Die Schule, zunächst im Volksschulgebäude in der Waldstraße 83 untergebracht, begann mit der Untertertia und nahm nur Mädchen auf, die sechs Jahre lange eine höhere Töchterschule besucht hatten. Am Ende stand ein der Reifeprüfung an Knabengymnasien voll entsprechendes Abitur mit umfangreichen Kenntnissen in Latein und Griechisch. Als sich abzeichnete, dass aufgrund von organisatorischen und finanziellen Schwierigkeiten die Schule als private Institution nicht mehr weiterzuführen war, wurde sie 1897 von der Stadt "in fürsorgliche Verwaltung" genommen und im Jahr darauf als Gymnasialabteilung der Höheren Mädchenschule angegliedert.

1896 waren in Berlin sechs Mädchen nach Absolvierung der von Helene Lange eingerichteten Gymnasialkurse zur Reifeprüfung an einem (Knaben-)Gymnasium zugelassen worden, doch in Karlsruhe legte 1899 erstmals eine Mädchenschulklasse das Abitur ab. Unter den ersten vier Abiturientinnen war Rahel Goitein, Tochter des Rabbiners der orthodoxen jüdischen Gemeinde in Karlsruhe, die nach ihrem Medizinstudium in Heidelberg als Frauenärztin in München arbeitete. Sie musste im Dritten Reich aus Deutschland fliehen und starb 1963 in Israel. In ihren Memoiren erzählte sie ausführlich von den schwierigen Anfangsjahren des Mädchengymnasiums. Eine weitere Abiturientin, die Bäckerstochter und spätere Apothekerin Lina Meub, war 1904 die erste ordentliche Studentin an der Technischen Hochschule Karlsruhe. Bereits ab 1900 erteilten die beiden Landesuniversitäten Heidelberg und Freiburg als erste deutsche Hochschulen überhaupt Frauen die volle Immatrikulationsberechtigung. Die endgültige Anerkennung der Zeugnisse des Mädchengymnasiums erfolgte in Baden allerdings erst 1904, in anderen Bundesstaaten noch später.

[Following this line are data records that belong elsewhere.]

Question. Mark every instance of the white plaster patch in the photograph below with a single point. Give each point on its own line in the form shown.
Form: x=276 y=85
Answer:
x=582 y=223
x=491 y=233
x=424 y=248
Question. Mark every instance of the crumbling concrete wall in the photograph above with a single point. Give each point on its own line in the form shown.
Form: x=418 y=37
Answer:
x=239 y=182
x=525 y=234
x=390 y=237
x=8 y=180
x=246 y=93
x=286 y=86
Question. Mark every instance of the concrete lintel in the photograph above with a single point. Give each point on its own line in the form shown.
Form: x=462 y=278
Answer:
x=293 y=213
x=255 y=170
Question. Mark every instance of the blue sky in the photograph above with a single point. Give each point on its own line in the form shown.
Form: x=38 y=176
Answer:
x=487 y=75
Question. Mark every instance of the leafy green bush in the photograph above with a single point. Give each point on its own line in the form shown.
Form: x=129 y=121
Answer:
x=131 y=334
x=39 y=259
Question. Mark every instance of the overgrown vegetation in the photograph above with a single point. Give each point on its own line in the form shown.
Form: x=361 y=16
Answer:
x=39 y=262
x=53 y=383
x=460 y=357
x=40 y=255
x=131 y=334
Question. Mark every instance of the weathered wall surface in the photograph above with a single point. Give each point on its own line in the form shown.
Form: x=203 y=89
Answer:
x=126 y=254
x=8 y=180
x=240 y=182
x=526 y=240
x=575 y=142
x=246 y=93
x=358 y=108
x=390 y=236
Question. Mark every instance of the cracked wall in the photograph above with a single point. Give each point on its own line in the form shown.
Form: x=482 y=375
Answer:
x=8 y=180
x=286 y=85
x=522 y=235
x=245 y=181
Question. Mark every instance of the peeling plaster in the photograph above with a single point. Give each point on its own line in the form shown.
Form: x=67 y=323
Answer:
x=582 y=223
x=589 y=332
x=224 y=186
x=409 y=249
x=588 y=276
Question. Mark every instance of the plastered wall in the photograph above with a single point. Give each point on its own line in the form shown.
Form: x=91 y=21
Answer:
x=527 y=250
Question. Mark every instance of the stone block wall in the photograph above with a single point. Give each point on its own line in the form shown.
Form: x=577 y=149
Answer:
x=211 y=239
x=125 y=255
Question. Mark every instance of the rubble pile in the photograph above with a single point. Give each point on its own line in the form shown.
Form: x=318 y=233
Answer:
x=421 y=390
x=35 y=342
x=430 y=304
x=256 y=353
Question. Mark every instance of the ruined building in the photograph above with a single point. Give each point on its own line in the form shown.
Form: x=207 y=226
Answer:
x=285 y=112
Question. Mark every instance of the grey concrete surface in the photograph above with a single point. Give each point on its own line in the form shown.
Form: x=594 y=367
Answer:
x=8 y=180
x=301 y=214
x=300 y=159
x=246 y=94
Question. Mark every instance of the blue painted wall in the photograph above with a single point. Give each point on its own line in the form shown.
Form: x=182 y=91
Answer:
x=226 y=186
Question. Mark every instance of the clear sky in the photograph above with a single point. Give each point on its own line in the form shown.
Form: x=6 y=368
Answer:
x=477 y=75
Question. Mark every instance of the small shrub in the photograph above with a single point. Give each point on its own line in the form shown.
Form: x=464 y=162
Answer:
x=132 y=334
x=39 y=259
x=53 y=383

Der zunehmende Erfolg des Gymnasialzugs ließ 1911 eine Teilung der Höheren Mädchenschule nötig werden. Das Mädchengymnasium sowie ein Teil der Mittelschule zogen als "Lessingschule - Höhere Mädchenschule und Gymnasium" (ab 1951 Lessing-Gymnasium) in einen Neubau am Gutenbergplatz. Der in der Sophienstraße 14 verbliebene Teil nannte sich ab da Fichteschule und blieb bis 1926 eine Mittelschule, wurde dann Oberrealschule bzw. später Realgymnasium und erhielt 1956 den heutigen Namen Fichte-Gymnasium. Mit Beginn des Schuljahres 1973/74 wurde an den beiden Mädchenschulen - sowie auch am Goethe- und am Helmholtz-Gymnasium - die Koedukation eingeführt, womit nun an allen Gymnasien in Karlsruhe bis auf das private Mädchengymnasium St. Dominikus Jungen und Mädchen gemeinsam unterrichtet wurden.

Die Gründung des ersten deutschen Mädchengymnasiums war das augenfälligste Beispiel für Badens und speziell Karlsruhes Vorreiterrolle in der weiterführenden Mädchenschulbildung und ein Markstein hin zur wissenschaftlichen Emanzipation der Frauen - auf dass, so Rahel Goitein in ihrer Abiturrede, Mädchen und Frauen durch Wissen selbständig wurden und innerlich frei.